It's been a few years since the May 2014 release of the FASB's and IASB's new revenue standard, Revenue from Contracts with Customers. Impact of the standard will be felt across all industries.
The new standard replaces almost all current revenue guidance (including industry-specific guidance), greatly enhances related disclosure requirements and requires management to exercise significant judgment when determining expected revenue from contracts. New processes, systems and internal controls will be needed to account for contracts with customers under the new standard.
All of these activities require significant time and effort.
The deadline for public companies to achieve compliance is for fiscal years beginning after December 15, 2017. All others follow a year later. It's time to figure out what you need to do now in order to get there.
Over 40% of the organizations polled in a recent study have not determined which transition method they will use in the adoption of the new standard. Most that have started the transition are still in the early stages.
Time is critical and there’s a lot to do. Think of this as an opportunity to identify weaknesses in your contracts and processes. The objective should be to reduce the number of contract exceptions and streamline your processes to reduce the amount of handling each contract receives.
Below are 9 steps to get you on track to compliance:
Build an internal team. This team will perform an initial assessment of the impact of the new guidance, communicate the impact and outline the strategy. A properly staffed team should include players from revenue management, IT and each department involved in the quote-to-cash process. If you don’t have in-house revenue management expertise, include your audit firm. The team needs to understand the impact of the new guidance and whether it means you have to change the way you book or sell in order to create better processes from a revenue recognition standpoint.
- Evaluate significant revenue streams. Don't limit yourself to lines of business or "products and services".
- Identify, evaluate and summarize contract types. This includes identification of performance obligations and variable transaction price considerations. Sufficient time should be allowed to identify and analyze contracts to enable efficiency, consistency and quality across the organization. Templates for gap analysis and contract reviews should capture information for future phases of the transition effort.
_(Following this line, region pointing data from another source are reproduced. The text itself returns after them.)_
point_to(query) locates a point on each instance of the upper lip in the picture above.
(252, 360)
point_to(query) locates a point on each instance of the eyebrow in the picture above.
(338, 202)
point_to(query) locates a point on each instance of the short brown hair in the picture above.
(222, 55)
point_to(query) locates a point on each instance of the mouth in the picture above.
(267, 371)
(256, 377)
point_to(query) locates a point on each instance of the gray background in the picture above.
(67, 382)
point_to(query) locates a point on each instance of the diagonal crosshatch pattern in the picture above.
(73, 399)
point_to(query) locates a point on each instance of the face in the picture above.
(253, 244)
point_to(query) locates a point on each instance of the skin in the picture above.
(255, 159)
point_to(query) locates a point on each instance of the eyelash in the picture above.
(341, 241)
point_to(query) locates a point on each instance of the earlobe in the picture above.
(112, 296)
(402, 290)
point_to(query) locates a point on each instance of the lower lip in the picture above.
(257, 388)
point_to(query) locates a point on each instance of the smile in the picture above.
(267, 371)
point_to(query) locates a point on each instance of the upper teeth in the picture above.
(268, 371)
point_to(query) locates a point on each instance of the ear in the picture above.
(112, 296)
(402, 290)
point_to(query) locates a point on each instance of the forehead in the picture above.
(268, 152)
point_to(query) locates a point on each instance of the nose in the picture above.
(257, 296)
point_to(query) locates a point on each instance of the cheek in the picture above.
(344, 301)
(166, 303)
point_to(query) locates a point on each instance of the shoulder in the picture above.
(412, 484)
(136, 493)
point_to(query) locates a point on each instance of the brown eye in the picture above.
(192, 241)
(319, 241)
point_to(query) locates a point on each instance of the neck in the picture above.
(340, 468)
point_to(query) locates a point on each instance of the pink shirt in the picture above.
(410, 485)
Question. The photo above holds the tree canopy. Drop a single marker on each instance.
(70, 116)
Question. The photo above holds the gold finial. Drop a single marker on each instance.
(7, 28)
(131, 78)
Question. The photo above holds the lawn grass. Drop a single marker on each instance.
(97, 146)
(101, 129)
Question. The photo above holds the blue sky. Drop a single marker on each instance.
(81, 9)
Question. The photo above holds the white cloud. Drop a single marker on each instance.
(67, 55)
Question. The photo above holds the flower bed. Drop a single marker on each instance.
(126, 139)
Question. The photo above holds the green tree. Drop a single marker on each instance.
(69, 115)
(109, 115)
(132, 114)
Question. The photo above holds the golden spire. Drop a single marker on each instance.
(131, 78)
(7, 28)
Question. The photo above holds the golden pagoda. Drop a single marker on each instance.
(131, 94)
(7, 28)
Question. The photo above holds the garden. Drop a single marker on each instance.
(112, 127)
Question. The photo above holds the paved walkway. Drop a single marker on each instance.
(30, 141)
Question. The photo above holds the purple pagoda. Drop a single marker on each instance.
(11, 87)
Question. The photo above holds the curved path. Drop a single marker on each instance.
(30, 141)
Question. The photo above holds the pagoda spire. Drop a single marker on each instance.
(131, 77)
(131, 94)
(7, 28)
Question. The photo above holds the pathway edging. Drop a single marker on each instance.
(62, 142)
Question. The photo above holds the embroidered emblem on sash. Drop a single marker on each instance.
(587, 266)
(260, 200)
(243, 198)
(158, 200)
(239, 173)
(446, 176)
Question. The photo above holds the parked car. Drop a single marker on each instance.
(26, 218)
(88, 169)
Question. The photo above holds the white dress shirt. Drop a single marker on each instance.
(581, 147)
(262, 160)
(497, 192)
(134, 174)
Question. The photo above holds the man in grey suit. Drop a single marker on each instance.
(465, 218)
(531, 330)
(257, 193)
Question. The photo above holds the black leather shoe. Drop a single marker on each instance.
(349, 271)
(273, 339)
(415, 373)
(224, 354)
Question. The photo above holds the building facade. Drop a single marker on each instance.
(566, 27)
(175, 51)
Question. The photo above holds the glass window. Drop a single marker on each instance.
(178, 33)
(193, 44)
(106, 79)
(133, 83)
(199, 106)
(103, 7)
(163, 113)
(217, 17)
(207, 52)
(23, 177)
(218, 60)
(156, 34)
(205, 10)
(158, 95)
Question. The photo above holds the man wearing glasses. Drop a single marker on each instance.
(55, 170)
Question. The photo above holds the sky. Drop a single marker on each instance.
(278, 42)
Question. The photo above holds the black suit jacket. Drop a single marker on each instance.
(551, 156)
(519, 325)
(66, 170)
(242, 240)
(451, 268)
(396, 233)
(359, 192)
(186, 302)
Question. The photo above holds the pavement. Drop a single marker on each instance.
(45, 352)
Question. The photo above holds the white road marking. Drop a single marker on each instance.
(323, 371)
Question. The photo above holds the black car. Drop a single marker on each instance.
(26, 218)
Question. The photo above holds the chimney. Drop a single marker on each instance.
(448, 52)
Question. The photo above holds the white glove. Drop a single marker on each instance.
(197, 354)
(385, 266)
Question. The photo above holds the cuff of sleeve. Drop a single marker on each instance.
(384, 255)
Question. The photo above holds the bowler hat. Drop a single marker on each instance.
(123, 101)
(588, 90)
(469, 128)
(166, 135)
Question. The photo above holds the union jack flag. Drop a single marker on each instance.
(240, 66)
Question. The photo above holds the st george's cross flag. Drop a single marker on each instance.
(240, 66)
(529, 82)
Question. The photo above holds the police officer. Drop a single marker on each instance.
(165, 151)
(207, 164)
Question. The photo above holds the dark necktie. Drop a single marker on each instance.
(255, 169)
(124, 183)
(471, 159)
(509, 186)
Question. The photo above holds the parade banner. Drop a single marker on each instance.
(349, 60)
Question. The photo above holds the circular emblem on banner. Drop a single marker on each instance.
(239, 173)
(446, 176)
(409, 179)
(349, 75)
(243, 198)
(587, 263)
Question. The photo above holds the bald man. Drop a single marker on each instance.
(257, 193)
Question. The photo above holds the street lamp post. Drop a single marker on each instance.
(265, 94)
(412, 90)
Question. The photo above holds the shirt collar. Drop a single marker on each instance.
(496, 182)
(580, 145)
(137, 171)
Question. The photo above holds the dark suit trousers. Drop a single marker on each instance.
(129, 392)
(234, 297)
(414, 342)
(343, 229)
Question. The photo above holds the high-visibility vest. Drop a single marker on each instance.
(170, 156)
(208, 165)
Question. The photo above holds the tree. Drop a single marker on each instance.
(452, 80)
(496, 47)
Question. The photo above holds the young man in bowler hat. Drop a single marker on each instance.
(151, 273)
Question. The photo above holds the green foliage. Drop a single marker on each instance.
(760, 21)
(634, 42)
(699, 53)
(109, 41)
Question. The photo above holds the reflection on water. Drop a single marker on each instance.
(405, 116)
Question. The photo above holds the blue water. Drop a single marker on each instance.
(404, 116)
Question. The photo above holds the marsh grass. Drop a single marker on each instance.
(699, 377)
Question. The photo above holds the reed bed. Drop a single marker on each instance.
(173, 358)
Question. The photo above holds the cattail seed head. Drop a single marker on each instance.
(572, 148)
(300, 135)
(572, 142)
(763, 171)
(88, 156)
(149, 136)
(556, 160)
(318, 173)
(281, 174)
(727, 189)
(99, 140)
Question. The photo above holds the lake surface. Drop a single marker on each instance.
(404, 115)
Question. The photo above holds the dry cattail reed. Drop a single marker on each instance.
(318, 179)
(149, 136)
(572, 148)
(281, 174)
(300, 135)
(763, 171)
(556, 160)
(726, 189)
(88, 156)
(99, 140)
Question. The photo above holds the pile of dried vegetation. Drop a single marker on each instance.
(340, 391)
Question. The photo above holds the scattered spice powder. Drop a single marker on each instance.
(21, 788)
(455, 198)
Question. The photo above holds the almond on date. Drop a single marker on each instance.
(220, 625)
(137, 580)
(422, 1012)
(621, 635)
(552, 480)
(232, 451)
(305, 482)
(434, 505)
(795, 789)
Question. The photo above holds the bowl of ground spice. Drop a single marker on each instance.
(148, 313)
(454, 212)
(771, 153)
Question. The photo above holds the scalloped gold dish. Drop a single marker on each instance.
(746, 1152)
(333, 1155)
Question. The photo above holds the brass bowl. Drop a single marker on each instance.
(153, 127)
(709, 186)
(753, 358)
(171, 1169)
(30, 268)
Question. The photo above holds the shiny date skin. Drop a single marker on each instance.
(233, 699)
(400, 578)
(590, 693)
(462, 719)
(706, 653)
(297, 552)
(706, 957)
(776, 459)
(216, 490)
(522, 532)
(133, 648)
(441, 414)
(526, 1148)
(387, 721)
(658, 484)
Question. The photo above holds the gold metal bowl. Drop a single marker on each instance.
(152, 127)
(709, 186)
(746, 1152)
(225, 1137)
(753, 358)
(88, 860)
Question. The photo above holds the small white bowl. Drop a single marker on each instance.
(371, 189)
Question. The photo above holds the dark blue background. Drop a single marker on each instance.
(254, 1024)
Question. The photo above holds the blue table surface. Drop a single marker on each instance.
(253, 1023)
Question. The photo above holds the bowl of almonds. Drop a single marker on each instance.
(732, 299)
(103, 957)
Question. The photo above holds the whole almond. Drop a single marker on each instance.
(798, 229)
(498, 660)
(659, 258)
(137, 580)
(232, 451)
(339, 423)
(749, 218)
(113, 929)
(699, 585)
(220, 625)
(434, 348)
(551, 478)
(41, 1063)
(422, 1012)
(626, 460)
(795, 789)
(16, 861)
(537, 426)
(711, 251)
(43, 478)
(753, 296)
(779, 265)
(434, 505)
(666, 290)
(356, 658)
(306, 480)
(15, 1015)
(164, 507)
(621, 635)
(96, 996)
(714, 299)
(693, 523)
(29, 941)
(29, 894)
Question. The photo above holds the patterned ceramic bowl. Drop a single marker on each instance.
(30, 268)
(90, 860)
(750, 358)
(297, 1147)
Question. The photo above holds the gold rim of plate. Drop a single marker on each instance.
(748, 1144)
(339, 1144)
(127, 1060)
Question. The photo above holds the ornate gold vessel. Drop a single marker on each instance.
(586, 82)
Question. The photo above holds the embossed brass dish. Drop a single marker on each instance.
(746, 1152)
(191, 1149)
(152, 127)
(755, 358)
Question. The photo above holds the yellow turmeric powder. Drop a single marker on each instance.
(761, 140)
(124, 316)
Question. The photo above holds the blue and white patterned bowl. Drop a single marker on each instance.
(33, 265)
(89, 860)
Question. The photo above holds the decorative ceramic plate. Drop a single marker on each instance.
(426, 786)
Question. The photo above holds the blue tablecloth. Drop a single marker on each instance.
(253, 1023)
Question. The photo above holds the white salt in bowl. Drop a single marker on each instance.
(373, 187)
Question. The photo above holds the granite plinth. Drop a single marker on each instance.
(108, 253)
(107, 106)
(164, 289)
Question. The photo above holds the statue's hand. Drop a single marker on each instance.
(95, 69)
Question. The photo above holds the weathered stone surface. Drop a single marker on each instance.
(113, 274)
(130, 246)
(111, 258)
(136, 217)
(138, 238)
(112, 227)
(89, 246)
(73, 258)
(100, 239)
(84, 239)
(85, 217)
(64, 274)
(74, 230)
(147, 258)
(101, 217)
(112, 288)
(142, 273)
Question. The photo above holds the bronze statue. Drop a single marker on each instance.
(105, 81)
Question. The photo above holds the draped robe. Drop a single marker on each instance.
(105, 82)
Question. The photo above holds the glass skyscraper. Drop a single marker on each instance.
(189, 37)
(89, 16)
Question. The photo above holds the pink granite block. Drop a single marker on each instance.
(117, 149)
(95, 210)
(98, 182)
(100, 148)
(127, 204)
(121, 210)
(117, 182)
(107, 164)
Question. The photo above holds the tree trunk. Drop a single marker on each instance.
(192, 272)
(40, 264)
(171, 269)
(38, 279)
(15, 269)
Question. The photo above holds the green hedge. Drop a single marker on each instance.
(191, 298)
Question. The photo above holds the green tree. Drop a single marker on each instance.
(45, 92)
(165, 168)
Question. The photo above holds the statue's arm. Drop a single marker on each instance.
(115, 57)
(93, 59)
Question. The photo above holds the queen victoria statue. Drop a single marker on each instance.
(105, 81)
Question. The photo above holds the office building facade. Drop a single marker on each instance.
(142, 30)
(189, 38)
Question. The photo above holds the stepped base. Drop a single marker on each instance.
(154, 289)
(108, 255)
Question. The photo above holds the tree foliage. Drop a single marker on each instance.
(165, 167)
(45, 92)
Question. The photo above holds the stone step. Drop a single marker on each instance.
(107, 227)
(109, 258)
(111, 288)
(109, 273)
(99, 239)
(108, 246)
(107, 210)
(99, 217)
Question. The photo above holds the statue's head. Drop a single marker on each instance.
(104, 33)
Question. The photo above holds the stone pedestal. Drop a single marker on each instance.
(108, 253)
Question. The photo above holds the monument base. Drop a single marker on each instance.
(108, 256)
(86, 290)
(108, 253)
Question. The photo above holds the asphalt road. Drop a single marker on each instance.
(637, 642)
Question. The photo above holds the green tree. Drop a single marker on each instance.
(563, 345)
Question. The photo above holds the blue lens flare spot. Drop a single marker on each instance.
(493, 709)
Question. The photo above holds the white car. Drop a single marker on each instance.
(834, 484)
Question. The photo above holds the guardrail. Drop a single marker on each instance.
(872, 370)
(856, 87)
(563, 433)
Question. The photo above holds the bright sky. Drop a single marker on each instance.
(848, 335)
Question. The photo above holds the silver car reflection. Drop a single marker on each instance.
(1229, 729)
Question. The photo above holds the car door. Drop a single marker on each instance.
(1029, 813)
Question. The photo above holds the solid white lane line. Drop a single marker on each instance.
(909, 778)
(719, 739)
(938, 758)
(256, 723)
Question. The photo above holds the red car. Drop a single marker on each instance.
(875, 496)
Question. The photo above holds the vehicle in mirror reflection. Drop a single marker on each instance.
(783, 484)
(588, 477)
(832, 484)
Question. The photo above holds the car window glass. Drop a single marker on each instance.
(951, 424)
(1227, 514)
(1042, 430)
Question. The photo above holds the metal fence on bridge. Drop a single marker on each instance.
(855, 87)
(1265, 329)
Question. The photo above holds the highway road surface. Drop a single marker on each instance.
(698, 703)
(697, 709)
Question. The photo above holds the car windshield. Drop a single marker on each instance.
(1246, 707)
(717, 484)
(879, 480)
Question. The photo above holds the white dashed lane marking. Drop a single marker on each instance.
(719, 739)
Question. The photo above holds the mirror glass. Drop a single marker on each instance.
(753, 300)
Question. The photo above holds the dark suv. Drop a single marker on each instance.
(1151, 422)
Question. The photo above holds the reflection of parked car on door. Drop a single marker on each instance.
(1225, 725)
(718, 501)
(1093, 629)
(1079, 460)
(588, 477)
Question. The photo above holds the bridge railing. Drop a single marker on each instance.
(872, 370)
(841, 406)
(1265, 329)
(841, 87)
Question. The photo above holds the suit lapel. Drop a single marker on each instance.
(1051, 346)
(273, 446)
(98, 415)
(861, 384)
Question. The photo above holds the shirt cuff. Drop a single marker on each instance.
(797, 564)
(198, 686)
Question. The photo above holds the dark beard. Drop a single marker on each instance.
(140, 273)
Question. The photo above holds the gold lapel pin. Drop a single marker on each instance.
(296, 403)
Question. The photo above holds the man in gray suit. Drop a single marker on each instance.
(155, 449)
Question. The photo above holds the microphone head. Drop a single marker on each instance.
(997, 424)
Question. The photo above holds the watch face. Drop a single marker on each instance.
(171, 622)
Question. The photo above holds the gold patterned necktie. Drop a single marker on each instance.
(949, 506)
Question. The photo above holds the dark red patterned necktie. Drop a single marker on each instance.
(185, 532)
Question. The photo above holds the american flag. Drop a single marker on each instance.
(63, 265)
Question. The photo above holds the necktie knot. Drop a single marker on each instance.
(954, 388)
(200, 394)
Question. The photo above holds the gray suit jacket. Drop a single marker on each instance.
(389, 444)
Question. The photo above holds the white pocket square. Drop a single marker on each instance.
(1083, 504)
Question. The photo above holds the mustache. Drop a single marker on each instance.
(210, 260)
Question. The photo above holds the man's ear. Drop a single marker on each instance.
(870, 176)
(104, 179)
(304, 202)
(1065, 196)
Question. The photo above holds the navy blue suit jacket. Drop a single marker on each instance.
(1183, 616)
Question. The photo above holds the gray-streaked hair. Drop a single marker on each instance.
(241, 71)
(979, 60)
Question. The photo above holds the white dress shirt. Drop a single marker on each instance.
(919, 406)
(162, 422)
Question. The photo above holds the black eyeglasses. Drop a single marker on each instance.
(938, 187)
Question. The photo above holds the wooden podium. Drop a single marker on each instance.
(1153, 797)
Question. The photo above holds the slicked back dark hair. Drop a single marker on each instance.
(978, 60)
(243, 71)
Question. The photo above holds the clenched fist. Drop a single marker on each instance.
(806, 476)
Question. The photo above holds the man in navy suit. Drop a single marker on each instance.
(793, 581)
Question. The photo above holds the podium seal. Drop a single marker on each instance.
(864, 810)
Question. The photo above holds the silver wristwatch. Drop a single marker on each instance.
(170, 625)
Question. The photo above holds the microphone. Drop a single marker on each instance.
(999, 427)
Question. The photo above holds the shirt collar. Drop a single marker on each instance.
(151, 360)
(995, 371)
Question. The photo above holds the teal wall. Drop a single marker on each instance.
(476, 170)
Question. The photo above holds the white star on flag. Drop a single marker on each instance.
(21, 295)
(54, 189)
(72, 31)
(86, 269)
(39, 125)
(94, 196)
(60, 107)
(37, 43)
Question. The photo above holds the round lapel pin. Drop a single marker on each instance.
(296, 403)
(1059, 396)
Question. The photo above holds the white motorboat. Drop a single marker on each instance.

- Establish new policy requirements, where appropriate.
Analyze and determine additional disclosure requirements. Identify how information to support disclosures will be provided.
Evaluate impact on periodic financial processes. Identify data gaps and process requirements.
- Design system changes, where needed
- Manage expectations around business planning and analytic reporting. Management and investors should be educated as to the expected impact of the new standard.
- Develop a project plan and roadmap. This should include key activities and milestones, training requirements and a detailed work-plan.
If you have not begun a process similar to the above, you're behind the curve. Make the commitment now and your transition to the new standard will be much smoother.